Consistently go beyond what is expected of you. Turn projects in early. If you see something out of place, fix it. Help coworkers or other departments when able. At the organization I previously mentioned, I was not allowed to help a sister organization with projects, even if my own work was done. There was a one-sided power struggle going on that was completely childish and unnecessary. My employer would rather I sit at my desk with absolutely nothing to do than spend any time assisting the other organization. And told me as much.
Instead of viewing interruptions as inconveniences, try to see them as chances to help someone else be successful. But be sure you can identify the difference between a necessary interruption (helping a coworker find information) and an unnecessary one (gossip). Find ways to swiftly, yet tactfully, avoid or redirect unnecessary interruptions.

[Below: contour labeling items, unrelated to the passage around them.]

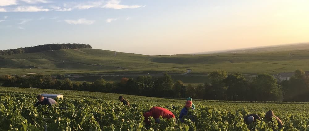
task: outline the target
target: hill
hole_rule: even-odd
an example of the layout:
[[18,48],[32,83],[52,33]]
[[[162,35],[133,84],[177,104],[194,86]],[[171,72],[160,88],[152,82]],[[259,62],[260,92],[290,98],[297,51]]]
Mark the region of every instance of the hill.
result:
[[308,50],[303,47],[298,49],[162,56],[97,49],[71,49],[2,56],[0,57],[0,70],[2,74],[138,75],[164,72],[180,75],[190,72],[182,75],[205,75],[216,70],[253,74],[291,72],[298,69],[309,70]]

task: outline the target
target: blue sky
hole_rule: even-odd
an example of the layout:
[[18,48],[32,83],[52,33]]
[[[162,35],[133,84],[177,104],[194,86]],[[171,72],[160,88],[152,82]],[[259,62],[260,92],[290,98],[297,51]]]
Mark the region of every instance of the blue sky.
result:
[[146,55],[309,42],[307,0],[0,0],[0,50],[52,43]]

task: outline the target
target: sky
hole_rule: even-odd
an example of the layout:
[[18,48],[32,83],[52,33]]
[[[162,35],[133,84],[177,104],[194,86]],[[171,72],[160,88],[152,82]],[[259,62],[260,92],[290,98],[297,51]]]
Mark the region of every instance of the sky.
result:
[[0,50],[53,43],[149,55],[309,42],[307,0],[0,0]]

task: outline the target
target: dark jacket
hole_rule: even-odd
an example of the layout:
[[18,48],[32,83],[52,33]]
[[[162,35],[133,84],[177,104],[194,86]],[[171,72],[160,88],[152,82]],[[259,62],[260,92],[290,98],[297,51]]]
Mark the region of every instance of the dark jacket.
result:
[[[193,109],[193,108],[191,109]],[[188,109],[185,107],[184,107],[181,109],[181,111],[180,112],[180,114],[179,115],[179,120],[181,122],[184,122],[184,120],[183,119],[184,116],[186,115],[188,113]],[[193,121],[194,121],[193,119],[191,120]]]
[[123,104],[125,105],[128,105],[129,107],[130,107],[130,103],[129,103],[129,102],[127,101],[125,99],[123,99],[123,100],[122,100],[122,102],[123,103]]
[[48,105],[48,106],[49,106],[53,105],[53,104],[56,103],[57,103],[53,99],[44,97],[44,100],[43,100],[43,101],[42,102],[39,102],[38,101],[36,102],[36,103],[34,104],[34,106],[36,107],[40,104],[42,105]]
[[[265,118],[267,121],[269,121],[271,120],[271,120],[272,117],[274,117],[276,118],[276,120],[277,120],[277,122],[278,123],[278,127],[279,129],[282,128],[282,127],[283,126],[283,124],[282,123],[281,120],[280,120],[280,119],[278,117],[275,116],[273,112],[272,111],[270,110],[267,112],[266,112],[266,114],[265,115]],[[274,127],[273,127],[273,129]]]
[[248,115],[247,116],[245,117],[245,118],[243,118],[243,121],[245,121],[245,123],[246,124],[249,124],[249,123],[248,122],[248,117],[250,116],[253,116],[254,118],[254,122],[256,121],[256,120],[258,120],[260,121],[261,121],[261,118],[260,117],[260,116],[257,114],[250,114]]
[[152,116],[155,119],[159,118],[160,116],[162,116],[163,118],[166,118],[169,119],[172,118],[175,118],[175,116],[170,111],[166,109],[158,107],[151,108],[149,112],[144,113],[143,116],[145,117],[144,122],[147,124],[149,123],[148,117],[150,116]]

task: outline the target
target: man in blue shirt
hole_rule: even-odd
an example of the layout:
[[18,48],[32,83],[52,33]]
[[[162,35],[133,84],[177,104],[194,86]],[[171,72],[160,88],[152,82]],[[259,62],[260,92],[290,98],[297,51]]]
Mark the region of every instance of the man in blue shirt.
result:
[[44,97],[41,95],[39,95],[36,96],[36,99],[38,99],[38,102],[34,104],[35,107],[39,105],[48,105],[48,106],[49,107],[53,105],[53,104],[57,103],[57,102],[53,99],[47,97]]

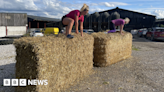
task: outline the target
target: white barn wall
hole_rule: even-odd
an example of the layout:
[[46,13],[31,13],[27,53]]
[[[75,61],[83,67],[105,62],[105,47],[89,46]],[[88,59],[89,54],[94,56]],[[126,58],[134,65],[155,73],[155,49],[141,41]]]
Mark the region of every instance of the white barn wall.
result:
[[0,37],[6,36],[6,27],[0,26]]

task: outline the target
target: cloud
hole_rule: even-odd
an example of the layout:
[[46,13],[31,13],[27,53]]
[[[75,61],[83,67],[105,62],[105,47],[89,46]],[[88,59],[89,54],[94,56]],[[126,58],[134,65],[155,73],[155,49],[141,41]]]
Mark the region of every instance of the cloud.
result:
[[164,18],[164,11],[163,10],[155,10],[152,12],[152,14],[155,14],[157,18]]
[[102,2],[102,3],[91,3],[90,6],[106,6],[106,7],[116,7],[116,6],[123,6],[129,5],[127,3],[122,2]]
[[[80,2],[62,2],[60,0],[1,0],[0,12],[27,13],[29,15],[61,18],[71,10],[79,9],[83,6],[83,1]],[[102,2],[91,3],[89,5],[89,13],[104,11],[102,7],[116,7],[128,5],[122,2]]]

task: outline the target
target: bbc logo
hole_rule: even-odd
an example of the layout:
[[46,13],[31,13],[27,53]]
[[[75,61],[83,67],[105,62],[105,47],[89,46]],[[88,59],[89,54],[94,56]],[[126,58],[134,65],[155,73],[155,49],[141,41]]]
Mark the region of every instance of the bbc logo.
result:
[[3,86],[26,86],[26,79],[3,79]]

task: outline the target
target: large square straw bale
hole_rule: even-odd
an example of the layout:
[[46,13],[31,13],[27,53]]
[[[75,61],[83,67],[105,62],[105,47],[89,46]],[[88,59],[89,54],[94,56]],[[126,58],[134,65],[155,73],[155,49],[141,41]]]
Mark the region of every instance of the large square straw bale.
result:
[[16,78],[48,80],[48,85],[16,87],[16,92],[60,92],[92,73],[94,38],[85,34],[24,37],[14,41]]
[[94,65],[108,66],[131,56],[132,35],[129,32],[93,33],[94,37]]

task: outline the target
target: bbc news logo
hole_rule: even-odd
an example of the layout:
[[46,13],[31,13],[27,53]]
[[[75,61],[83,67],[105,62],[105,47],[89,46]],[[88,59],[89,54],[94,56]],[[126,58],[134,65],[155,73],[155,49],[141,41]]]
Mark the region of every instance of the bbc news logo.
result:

Respect the time and workload of others. Take the initiative to look up information yourself first instead of constantly asking others by default. By only asking questions that you can’t readily find the answer to, you will help your colleagues to view the interruption as necessary and not an inconvenience.
On the other hand, part of being a good coworker is building relationships. It is okay to occasionally chat about family and personal issues, but make sure to set appropriate limits so that personal discussions do not detract from the work day. And if you know that your colleague is extremely busy or facing a deadline, send an email instead or wait until later to bring them up-to-date on your personal news.
Hearing “thank you” never gets old. People want to feel seen and appreciated. Just because it is someone’s job to do something doesn’t mean you don’t need to thank them for doing it. Feeling appreciated goes a long way, and can be the difference between a person hating their job or loving it.
What are some of your best tips for fostering good employee relations?